Object Detection in KerasCV from the scratch: Part 1 — Creating TFRecord from JSON annotated images | by Slawomir Telega, PhD

As pointed out many times before, while the other two main subjects in AI Computer Vision (that is Classification and Segmentation) are widely described in the literature and/or Internet, tutorials devoted to the Object Detection (OD) are rather sparse in numbers. It is mainly due to the fact, I think, that OD is much heavier from conceptual and coding point of view, plus it practically (in contrary to the other advanced CV tasks) can not be done “at home”. What’s more, it simply requires a wide background in coding plus at least intermediate understanding of TensorFlow environment — what somehow seems strange while using Keras, thought as high level interface, saving you the need to know/understand tf’s inner workings.

My idea is to start from the scratch, and build our way up to the fully functioning OD. And from the scratch I mean we have some photos which we want to annotate.
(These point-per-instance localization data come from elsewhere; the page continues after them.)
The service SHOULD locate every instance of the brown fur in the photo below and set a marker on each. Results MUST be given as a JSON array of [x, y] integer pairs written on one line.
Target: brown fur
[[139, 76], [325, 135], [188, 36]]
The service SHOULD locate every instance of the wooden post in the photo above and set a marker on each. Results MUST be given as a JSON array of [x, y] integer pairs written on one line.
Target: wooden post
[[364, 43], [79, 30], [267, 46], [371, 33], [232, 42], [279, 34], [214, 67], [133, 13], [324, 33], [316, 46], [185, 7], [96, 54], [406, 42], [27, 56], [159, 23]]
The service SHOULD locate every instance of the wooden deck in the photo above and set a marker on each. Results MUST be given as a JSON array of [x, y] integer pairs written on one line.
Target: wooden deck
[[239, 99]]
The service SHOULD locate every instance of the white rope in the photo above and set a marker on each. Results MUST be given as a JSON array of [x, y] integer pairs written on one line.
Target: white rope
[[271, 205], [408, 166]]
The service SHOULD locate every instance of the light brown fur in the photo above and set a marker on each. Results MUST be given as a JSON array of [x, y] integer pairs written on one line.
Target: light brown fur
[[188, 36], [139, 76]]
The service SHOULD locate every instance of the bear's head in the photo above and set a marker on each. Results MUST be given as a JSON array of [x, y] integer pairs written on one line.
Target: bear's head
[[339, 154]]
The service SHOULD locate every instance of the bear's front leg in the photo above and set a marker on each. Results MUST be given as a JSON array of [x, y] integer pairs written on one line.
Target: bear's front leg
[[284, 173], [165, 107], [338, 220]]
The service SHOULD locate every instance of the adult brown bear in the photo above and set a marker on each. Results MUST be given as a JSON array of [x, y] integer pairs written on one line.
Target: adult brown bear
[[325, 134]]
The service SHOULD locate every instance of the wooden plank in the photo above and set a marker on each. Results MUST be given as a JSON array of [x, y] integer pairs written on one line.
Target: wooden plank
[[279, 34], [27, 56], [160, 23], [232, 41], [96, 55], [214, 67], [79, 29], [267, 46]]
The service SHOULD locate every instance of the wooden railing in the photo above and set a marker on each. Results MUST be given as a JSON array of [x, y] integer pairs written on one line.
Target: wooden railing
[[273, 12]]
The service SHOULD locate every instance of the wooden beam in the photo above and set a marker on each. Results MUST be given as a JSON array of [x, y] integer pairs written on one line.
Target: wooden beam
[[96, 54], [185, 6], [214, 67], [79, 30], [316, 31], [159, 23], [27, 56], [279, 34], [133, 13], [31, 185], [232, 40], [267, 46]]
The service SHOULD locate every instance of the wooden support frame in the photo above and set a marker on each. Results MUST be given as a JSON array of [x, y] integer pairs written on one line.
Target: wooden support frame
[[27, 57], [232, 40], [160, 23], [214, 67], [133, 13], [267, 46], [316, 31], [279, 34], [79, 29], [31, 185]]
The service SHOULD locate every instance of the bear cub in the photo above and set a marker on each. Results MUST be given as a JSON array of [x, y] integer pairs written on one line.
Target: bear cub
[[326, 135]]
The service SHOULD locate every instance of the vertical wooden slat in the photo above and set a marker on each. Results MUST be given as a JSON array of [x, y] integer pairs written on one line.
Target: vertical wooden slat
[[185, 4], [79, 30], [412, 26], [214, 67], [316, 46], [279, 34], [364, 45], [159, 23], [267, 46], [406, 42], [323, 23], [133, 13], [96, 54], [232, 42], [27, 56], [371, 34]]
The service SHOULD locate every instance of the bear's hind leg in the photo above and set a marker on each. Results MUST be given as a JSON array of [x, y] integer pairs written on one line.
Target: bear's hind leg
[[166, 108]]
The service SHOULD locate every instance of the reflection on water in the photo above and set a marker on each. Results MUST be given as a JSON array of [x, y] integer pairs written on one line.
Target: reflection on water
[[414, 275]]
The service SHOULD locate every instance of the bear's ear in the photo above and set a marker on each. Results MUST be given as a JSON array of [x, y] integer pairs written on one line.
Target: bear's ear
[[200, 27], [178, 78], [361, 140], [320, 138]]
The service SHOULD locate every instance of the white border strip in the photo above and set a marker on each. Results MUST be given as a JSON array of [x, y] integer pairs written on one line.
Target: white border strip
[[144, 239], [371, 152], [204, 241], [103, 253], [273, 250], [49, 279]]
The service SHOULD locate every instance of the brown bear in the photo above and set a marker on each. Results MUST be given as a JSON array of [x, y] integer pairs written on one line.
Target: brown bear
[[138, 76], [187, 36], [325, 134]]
I’ll try to provide explanations all along the way and hope we’ll learn something useful. I won’t go into the details of TensorFlow— my idea is that the code works, everything is shown — one may use it, as it is, or in case one gets curious/wants to understand everything, has to learn it from other sources (say TensorFlow docs). That said, let’s get to work.

This tutorial wouldn’t be possible if not for a great work of Dimitre Oliveira (see reference [2]) — I highly recommend reading it.

So, we have some images, and we want to annotate them with bounding boxes for the sake of performing an OD later on. The most convenient way, in my opinion, is using VGG VIA online tool, kindly shared with the community by a Visual Geometry Group at the University of Oxford [1]. It is really simple to use — you read in the images, draw rectangles around the chosen features and add classes (even via a dropdown list). The important thing is to export annotations as a JSON file — that way we can have several objects on an image at once. Saving in other available formats (COCO and CSV) enforce redundancy — e.g. if you have a satellite photo with, say, 60 objects on it, saving in COCO format will result in 60 lines, separately for each bounding box, while if you use JSON, you’ll get one element with a ragged tensor containing all the bboxes in the image. Neat, huh? Especially if you take into account that in OD, in real life scenarios, we should have at least 1000–1500 annotations per class, and putting the same image into a TFRecord file more than once may cause some storage problems (imagine once again the 60 bboxes satelite hi-res photo packed 60 times instead of just once. And then imagine, that we usually will have like thousands of such photos…).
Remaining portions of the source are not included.